While most of us may think cooking and math have little to do with each other beyond measuring the ingredients, Cheng has a unique perspective. Being a prolific baker as well as a mathematician, she sees the connection between math and food everywhere. For example, associativity, the mathematical property that a+(b+c) = (a+b)+c, can be compared to the way ingredients mix together — or fail to. When you make a cake, you can start by mixing the sugar and butter, then add the eggs, or you can start by mixing the butter and the eggs before you add in the sugar. The order doesn’t particularly matter because the ingredients are associative. But if you want to make custard, you have to add the egg yolk and sugar together before adding the milk. If you add the sugar and milk first and then add the egg yolk, you will not get custard. So the ingredients of custard aren’t associative. This connection to cooking is what Cheng uses to introduce her readers to math concepts which may have previously seemed scary.
Importantly, Cheng’s explanations do not end with cooking. The entire book is filled with analogies comparing math to parenting, the high jump, and legos. This means that even if you aren’t a baker, you are bound to find interpretations that make sense to you. Cheng is constantly connecting math to the everyday world around us, illustrating just how ingrained in us these mathematical principles are, regardless of whether or not we think of them.

One of the many secrets Cheng shares with us is although math may be difficult, it is actually there to make things easier. Most of us hated word problems in school so much that they have now become a popular joke. Who buys 60 watermelons and 30 zucchinis? But math allows us to ignore the unimportant information (that we have watermelons and zucchinis) and focus on the important information (60+30). Math takes a complicated sentence and turns it into a simple equation.
The second half of the book focuses on Cheng’s area of specialty: category theory. If mathematics is about making hard things easier, Cheng terms category theory the “mathematics of mathematics” because it makes the study of math easier.
Category theory studies not just mathematical objects themselves, but in relation to other objects. The same way a list of cities becomes a map by showing us where the cities are in relation to one another, category theory combines different areas of math into one by studying the relationship between them.
But we can’t just look at any old relationships, we have to focus on useful relationships. Category theory’s job is to keep the useful bits of mathematical information and remove the useless, much in the way math does with a word problem.
I find Cheng’s perspective insightful and illuminating. She is able to verbalize something I understood but was unable to voice: the process of stripping away the useless information to make an equation is generally the difficult part of math. But once you get past that, math can be satisfyingly simple.

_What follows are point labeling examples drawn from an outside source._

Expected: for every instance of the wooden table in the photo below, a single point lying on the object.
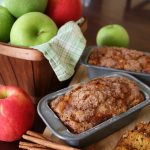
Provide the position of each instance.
(102, 12)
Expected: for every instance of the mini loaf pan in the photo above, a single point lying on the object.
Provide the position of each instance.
(95, 71)
(99, 131)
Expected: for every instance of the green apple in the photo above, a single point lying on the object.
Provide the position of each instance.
(6, 22)
(20, 7)
(112, 35)
(32, 29)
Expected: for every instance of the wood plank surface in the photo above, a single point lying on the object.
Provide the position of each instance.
(109, 142)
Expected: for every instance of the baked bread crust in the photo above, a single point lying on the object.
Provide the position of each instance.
(93, 102)
(137, 139)
(120, 58)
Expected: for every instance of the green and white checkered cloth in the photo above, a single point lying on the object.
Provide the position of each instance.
(64, 50)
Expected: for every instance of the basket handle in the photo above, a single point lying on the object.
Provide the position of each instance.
(30, 53)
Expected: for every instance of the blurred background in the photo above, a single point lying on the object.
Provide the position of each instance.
(134, 15)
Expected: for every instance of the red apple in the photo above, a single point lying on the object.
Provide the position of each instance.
(62, 11)
(17, 113)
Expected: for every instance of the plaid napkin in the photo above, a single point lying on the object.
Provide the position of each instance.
(64, 50)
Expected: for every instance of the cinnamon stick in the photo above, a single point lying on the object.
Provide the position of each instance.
(34, 134)
(33, 145)
(47, 143)
(32, 148)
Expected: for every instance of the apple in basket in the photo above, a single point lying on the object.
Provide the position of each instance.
(62, 11)
(17, 113)
(112, 35)
(32, 29)
(20, 7)
(6, 22)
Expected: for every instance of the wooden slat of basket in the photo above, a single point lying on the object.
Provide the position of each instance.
(23, 71)
(7, 73)
(29, 69)
(20, 52)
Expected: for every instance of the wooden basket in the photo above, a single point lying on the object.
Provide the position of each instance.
(29, 69)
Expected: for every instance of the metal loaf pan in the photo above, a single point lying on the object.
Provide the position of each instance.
(98, 132)
(95, 71)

No reader is going to walk away from this book with the ability to do math they couldn’t do before. If that is what you’re looking for, I recommend a textbook. But you will walk away with a sense of awe for the beauty of math, and delight in the fun of it. It’s a perfect book for anyone who wants a flavor of what higher mathematics is all about, as well as for mathematicians to hear a fresh perspective on viewing and teaching mathematics.

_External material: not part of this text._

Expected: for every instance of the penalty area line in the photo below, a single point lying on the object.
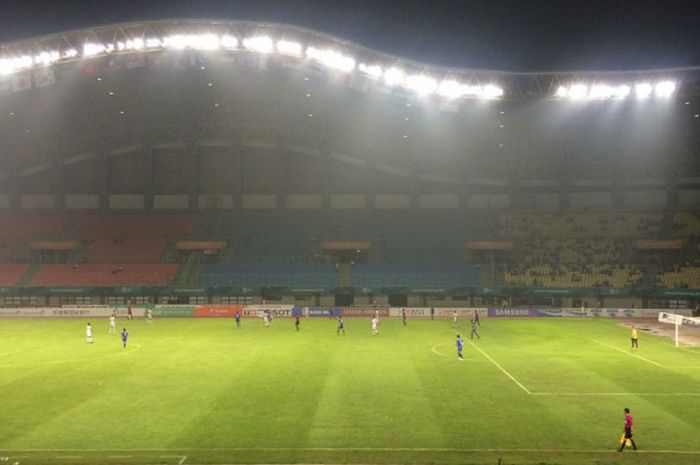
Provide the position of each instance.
(603, 394)
(505, 372)
(628, 353)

If this review feels a bit heavy on the math, that is because I wrote it for a class. If you glazed over the math parts, the tldr is that I really love this book. I think Cheng does a great job of explaining the all the things that I love about math to a wider audience. It is exactly the kind of book I want to share whenever somebody asks me what a mathematician actually does. So if you are ever interested in reading about math, this is the book to pick up.